Le Maroc en passe de devenir la 4e puissance africaine, aux dépens d’une économie algérienne en pleine dégringolade

Le Maroc devrait d'ici 2025 surclasser l'Algérie en termes de PIB, selon les prévisions du FMI. . DR

La multiplication des contreperformances économiques et sociales de l'Algérie durant ces dernières années, laisse présager que le Maroc, grâce à plusieurs indicateurs favorables, est en passe de devancer ce pays en termes de richesse créée, comme en témoigne le dernier rapport du FMI d’avril 2021.

Le 08/07/2021 à 14h41

Le dernier rapport du FMI, rendu public en avril dernier, indique que l’Algérie risque d'être surpassée par le Maroc en 2025, sur fond de prévisions d’un PIB algérien de 151,5 milliards de dollars (MMUSD) en 2021, devant rester quasi-stable jusqu’à l’année 2025.

En revanche, d’après ces prévisions, le PIB marocain s’inscrirait sur une trajectoire haussière, en passant de 124 MMUSD en 2021 à 153 MMUSD en 2025, pour atteindre 162 MMUSD en 2026, ce qui permettrait au Royaume de devancer Alger pour deux années consécutives (2025 et 2026).

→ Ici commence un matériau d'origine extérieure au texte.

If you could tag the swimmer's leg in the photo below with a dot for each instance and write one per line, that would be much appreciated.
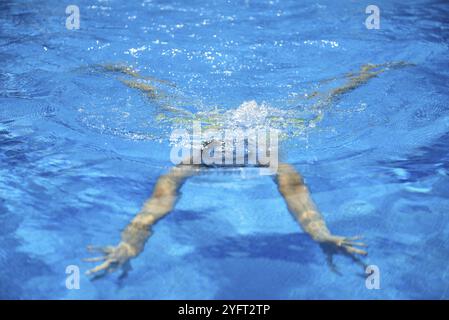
(297, 196)
(138, 231)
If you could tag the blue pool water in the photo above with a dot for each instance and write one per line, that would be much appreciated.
(80, 152)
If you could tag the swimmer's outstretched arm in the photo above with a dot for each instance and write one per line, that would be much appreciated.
(138, 230)
(301, 205)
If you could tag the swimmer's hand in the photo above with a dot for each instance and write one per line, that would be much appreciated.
(113, 257)
(348, 245)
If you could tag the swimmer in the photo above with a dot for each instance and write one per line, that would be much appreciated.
(290, 183)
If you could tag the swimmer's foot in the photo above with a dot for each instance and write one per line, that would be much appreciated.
(113, 257)
(346, 244)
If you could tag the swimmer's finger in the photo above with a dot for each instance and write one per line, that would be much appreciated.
(355, 250)
(353, 243)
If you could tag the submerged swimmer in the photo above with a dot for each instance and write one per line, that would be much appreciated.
(165, 194)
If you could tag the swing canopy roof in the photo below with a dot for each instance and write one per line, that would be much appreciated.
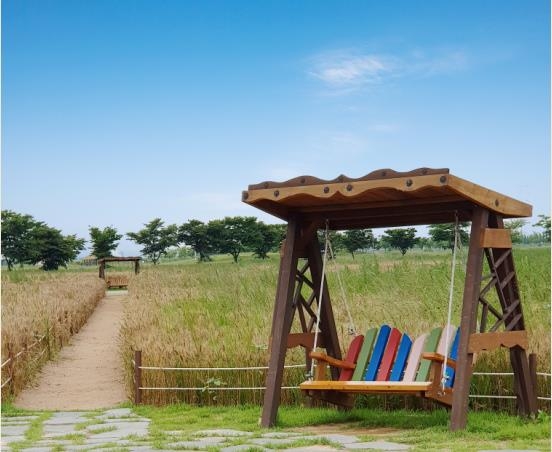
(382, 198)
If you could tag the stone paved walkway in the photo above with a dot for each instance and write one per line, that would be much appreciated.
(121, 430)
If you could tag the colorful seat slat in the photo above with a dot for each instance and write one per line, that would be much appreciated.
(377, 354)
(351, 357)
(449, 371)
(429, 347)
(414, 358)
(400, 360)
(389, 355)
(365, 353)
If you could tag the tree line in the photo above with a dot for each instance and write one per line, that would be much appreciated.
(28, 241)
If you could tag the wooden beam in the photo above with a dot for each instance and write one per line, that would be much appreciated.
(281, 324)
(304, 340)
(491, 341)
(367, 387)
(327, 321)
(472, 285)
(495, 238)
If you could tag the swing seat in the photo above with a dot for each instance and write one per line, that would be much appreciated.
(386, 361)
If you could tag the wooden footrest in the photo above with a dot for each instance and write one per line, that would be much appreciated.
(392, 387)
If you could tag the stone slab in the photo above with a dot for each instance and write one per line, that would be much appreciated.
(203, 443)
(67, 418)
(315, 448)
(122, 429)
(280, 434)
(11, 439)
(243, 447)
(116, 413)
(220, 432)
(377, 445)
(274, 441)
(18, 419)
(14, 430)
(340, 439)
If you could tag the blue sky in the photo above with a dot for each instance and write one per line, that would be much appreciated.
(117, 112)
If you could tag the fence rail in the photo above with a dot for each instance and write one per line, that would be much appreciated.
(138, 388)
(12, 358)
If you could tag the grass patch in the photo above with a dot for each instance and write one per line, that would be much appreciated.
(34, 432)
(77, 438)
(108, 428)
(422, 429)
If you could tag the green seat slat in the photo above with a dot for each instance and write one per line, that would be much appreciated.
(430, 346)
(365, 353)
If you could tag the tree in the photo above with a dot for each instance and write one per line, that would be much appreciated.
(104, 241)
(17, 232)
(443, 234)
(515, 226)
(401, 239)
(28, 241)
(357, 239)
(268, 238)
(234, 234)
(53, 249)
(195, 234)
(155, 238)
(544, 223)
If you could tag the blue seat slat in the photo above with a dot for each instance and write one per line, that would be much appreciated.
(400, 359)
(454, 355)
(377, 354)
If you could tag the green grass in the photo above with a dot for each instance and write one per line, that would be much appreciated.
(218, 314)
(421, 429)
(424, 430)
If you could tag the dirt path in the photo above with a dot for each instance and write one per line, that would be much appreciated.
(87, 373)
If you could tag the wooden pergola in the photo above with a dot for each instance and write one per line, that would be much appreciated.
(118, 281)
(386, 198)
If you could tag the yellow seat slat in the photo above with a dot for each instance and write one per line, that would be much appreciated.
(367, 386)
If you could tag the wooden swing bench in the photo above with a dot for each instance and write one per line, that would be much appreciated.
(381, 199)
(386, 361)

Alors qu’en 2020, l’Algérie et le Maroc ont affiché un PIB respectif, de 144,3 MMUSD et 113,5 MMUSD, l’écart entre les richesses des deux pays semble sur une tendance baissière depuis 2012, où il était à 110,8 MMUSD en faveur de l’Algérie, qui créait alors le double de la richesse produite par le Maroc, grâce aux hydrocarbures. Le gap entre les PIB marocain et algérien a, par la suite, recule à 60,5 MMUSD en 2017, puis à 30,7 MMUSD en 2020, soit une baisse de 50% en l’espace de 3 ans, pour atteindre quelque 27,5 MMUSD à fin 2021.

Selon les experts du FMI, le différentiel de richesse entre les deux pays devrait poursuivre sa contraction pour, quasiment, s’annuler en 2025, avant de s’établir à 8,1 MMUSD en 2026, en faveur du Royaume. Dans ces conditions, l’Algérie devrait avoir du mal à conserver sa position de 4e puissance du continent, surtout avec une économie marocaine (5e rang) en pleine ascension. Ainsi, ces analystes précisent qu’à partir de 2025, le Maroc devrait se hisser au 4e rang des puissances économiques africaines, juste derrière le Nigéria, l’Afrique du Sud et l’Egypte.

Toutefois, certains économistes estiment que la comparaison entre les deux pays n’est pas pertinente, vu que la structure de leurs économies demeure assez différente, arguant que le Royaume dispose d’une économie très diversifiée, alors que l’Algérie demeure, largement, dépendante des revenus énergétiques.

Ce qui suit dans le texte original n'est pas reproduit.